Which sector is poised to face greater security threats in the forthcoming year? Do you have any plans/solutions to help them secure their data?
In 2022, critical infrastructure will continue to face significant security challenges. This also includes everything from energy and financial services to education and healthcare. All customers need to remain vigilant in terms of protecting themselves from security threats. At the same time, email has always been a number one threat vector for attackers to exploit, and now with remote working being the new norm for businesses, companies will need to leverage advanced AI and API-driven technologies to ensure their employees remain protected on and off-network.
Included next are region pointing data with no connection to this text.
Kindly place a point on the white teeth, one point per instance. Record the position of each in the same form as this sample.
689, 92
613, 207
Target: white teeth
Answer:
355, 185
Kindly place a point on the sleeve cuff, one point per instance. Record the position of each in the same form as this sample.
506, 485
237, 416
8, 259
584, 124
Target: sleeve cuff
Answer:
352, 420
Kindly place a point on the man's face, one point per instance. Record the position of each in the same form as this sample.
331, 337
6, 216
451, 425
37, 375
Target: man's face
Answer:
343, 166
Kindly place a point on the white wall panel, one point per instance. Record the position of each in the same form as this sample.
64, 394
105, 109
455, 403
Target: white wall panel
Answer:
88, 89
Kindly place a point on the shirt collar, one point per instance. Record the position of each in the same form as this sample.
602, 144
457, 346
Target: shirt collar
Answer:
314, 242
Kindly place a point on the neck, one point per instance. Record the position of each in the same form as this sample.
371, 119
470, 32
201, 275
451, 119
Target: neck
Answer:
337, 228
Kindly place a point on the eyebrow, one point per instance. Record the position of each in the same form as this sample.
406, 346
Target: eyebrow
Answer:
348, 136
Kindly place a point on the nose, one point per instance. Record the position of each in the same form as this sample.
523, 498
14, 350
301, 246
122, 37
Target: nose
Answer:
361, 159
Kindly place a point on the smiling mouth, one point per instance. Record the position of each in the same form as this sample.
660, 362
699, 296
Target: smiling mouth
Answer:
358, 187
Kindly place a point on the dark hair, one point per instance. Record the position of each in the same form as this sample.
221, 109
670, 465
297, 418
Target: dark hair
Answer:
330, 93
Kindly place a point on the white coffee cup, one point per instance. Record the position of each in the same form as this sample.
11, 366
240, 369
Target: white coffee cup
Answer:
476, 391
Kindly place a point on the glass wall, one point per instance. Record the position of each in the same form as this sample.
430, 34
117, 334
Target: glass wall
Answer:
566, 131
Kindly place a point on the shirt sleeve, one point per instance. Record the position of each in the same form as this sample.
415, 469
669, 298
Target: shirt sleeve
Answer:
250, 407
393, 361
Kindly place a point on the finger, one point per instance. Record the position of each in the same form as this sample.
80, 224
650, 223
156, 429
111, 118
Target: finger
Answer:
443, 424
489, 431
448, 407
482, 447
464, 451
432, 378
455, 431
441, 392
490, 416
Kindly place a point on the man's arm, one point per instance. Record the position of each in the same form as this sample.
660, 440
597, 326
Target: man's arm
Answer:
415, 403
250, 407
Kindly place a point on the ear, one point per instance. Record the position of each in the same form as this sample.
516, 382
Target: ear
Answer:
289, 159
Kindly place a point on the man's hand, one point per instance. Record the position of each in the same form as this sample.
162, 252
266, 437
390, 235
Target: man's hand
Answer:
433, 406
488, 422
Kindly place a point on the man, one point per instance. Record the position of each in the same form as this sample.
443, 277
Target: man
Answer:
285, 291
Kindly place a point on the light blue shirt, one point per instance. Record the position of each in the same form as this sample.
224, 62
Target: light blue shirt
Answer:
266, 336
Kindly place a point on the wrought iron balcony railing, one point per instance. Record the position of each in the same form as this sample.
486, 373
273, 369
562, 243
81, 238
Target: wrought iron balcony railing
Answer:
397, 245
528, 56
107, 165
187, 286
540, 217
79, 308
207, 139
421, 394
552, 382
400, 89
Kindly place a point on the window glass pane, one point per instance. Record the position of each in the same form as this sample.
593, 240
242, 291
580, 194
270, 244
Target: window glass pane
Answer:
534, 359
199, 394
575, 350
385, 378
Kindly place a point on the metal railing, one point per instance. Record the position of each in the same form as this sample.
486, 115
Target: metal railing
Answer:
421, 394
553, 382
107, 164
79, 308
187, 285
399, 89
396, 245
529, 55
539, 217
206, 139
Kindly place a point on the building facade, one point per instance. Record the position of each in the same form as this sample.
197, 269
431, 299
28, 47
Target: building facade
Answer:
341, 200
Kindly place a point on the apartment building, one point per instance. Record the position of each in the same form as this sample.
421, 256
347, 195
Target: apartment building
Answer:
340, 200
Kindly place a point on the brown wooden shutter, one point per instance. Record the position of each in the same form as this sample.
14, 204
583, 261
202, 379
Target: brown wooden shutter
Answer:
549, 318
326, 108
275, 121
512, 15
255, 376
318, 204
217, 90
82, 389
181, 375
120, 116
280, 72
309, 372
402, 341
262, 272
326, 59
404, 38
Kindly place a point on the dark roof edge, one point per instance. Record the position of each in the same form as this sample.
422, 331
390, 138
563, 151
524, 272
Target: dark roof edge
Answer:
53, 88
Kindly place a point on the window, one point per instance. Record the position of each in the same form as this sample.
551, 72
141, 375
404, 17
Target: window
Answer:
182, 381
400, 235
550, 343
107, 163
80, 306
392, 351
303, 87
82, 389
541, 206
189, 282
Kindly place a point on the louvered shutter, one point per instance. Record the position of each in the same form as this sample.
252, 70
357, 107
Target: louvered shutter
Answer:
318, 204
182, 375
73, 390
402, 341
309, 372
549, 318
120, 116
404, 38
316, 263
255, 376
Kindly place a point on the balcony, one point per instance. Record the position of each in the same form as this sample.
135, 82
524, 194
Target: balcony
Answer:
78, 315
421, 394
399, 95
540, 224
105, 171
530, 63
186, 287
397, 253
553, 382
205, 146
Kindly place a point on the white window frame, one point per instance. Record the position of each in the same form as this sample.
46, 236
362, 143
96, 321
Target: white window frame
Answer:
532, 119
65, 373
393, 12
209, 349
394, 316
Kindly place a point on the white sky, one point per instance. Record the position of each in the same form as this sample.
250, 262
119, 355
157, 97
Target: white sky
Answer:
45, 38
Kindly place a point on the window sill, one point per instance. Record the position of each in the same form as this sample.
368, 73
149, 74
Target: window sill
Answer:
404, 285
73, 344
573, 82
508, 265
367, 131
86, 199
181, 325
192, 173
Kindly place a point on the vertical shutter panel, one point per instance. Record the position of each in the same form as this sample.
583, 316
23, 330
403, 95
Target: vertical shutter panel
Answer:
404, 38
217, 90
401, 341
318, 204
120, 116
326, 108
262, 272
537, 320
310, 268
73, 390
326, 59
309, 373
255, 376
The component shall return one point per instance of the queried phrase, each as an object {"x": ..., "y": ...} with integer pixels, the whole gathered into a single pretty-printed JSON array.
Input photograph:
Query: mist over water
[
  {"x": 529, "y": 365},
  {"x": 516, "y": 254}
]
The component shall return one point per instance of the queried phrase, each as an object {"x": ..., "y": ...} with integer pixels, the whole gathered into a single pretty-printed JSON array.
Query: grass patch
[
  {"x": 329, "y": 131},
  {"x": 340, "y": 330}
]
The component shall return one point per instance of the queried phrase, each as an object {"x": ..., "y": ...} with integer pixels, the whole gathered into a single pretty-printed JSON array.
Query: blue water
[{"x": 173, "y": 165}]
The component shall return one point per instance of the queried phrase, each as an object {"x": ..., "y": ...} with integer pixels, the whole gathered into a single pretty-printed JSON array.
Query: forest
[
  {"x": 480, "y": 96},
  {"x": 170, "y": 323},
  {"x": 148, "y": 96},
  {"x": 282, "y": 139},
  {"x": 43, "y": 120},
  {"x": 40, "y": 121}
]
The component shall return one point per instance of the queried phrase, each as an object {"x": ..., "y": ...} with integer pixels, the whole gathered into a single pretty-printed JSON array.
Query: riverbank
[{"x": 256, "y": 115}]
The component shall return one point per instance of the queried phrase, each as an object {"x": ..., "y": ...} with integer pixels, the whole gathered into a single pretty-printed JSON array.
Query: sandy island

Remote working now brings new challenges for secured remote access and personal device conformance with zero trust solutions replacing traditional VPN clients to the site.
At Barracuda we are well poised to help customers protect their Email, Networks, Applications, and their Data wherever it may reside which offerings and experience in all sectors.
What do you think will be the most important factor(s) driving security decisions in 2022?
With security is now being prioritised, organisations will have to focus on their reporting structure such as if there is a CISO involved. However, skill shortage will turn security challenges into a tough situation. Small and mid-sized companies were already short-staffed and having trouble hiring the staff they need to protect themselves from security risks. The “Great Resignation” will make those challenges even more acute. As a result, in 2022 businesses will rely more on their vendors to provide not only automated tools but also services, like XDR and MDR.
In addition, privacy requirements will drive security decisions in 2022. Almost 75% of countries have some type of privacy regulation now, so all businesses will need to protect and enrich any data they collect from customers in a way that respects the privacy requirement. These conversations about privacy policy also come up in the context of digital transformation. Companies are adopting a lot of SaaS technologies, downloading apps, and software, but as a business have to be aware of the privacy implications of all of the technologies they’re using. In 2022, companies will be making decisions about which products they use based on whether or not the data compliance is sufficient for their customers.